Neve Gordon in Indiana
We had just left the headquarters of Arthur Andersen, a consulting and accounting firm that employs more than 50 000 people, as I said to my friend: “The proof is in the cubicle.”
In 1996, short of space, Arthur Andersen had relocated to a nicer building in downtown Chicago. Many of its employees were shunted from rooms into cubicles. This descent from office to cubicle is not unusual: over the past 15 years practically all mid-range corporate workers have been “cubiclised”. Have you ever wondered why cubicles have become so common?
The usual explanation is that they are cost-efficient. The accuracy of this assertion depends on what one means by “cost-efficient”. Is it merely the cheaper material from which they are made, or is something else at work?
The real reason cubicles have become permanent fixtures in the corporate landscape has as much to do with the latent power of their design, which helps control workers’ behaviour. Several years ago French philosopher and historian of ideas Michel Foucault analysed architectural spaces, arguing that certain facilities include subtle physical techniques aimed at producing disciplined individuals.
Foucault’s main focus was on modes of surveillance in prisons, but in many respects the cubicle is a perfect example of a structure designed to assure the control of its occupant.
“Budgetary constraints” have led corporations to move employees into a central space divided by cubicles. Cubicles have no doors, and the worker’s back faces the public. The thin “walls” never reach the ceiling, yet they are usually too high for someone to look over, even when standing.
They are a mechanism of constant surveillance: the worker is never sure who might pass the entrance or listen to a telephone conversation. Permanent visibility is sufficient to render a worker docile.

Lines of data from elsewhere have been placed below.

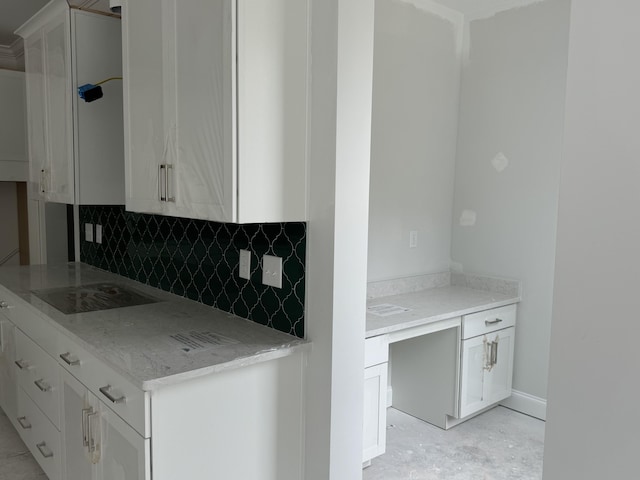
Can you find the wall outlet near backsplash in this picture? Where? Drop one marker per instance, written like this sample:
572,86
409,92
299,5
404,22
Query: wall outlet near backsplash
202,261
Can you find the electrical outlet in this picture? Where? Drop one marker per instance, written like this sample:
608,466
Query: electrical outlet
88,232
272,271
413,239
244,269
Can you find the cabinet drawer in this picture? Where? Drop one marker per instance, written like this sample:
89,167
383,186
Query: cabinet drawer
376,350
40,436
39,375
488,321
118,393
27,319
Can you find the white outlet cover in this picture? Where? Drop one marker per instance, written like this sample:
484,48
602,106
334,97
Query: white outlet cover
88,232
244,268
272,271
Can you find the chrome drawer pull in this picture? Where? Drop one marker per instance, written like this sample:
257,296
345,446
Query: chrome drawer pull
22,364
24,423
45,453
106,393
492,322
42,385
67,360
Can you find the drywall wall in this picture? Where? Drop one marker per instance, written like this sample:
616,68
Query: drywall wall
9,240
14,162
507,167
414,126
593,418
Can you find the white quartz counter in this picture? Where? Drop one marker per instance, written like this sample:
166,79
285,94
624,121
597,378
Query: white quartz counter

What is most intriguing and insidious about the cubicle is that there is no identifiable site of control: no boss stands at the door to secure compliance, no executive continually inspects one’s work. No monitor is needed. The mere possibility that someone from a higher echelon will overhear a discussion or notice an employee resting is sufficient to ensure that the corporation’s standards, customs, restrictions and prohibitions are observed.
The novel setting of the workplace is designed to guarantee compliant diligence. There is no public space in which a group of workers can meet spontaneously, or a private space where co-workers can have confidential discussions. The cubicle phenomenon signifies that the white collar worker has been colonised, confirming Foucault’s claim. “Work, work, work” is the message reverberating in the cubicle, and employees follow this command, proving the economic efficiency of the system. Simultaneously, they internalise the values espoused by their masters.
Thousands of workers have been moved from offices into cubicles without a murmur of protest, much less an organised demand for change. The proof of corporate control, I say, is in the cubicle.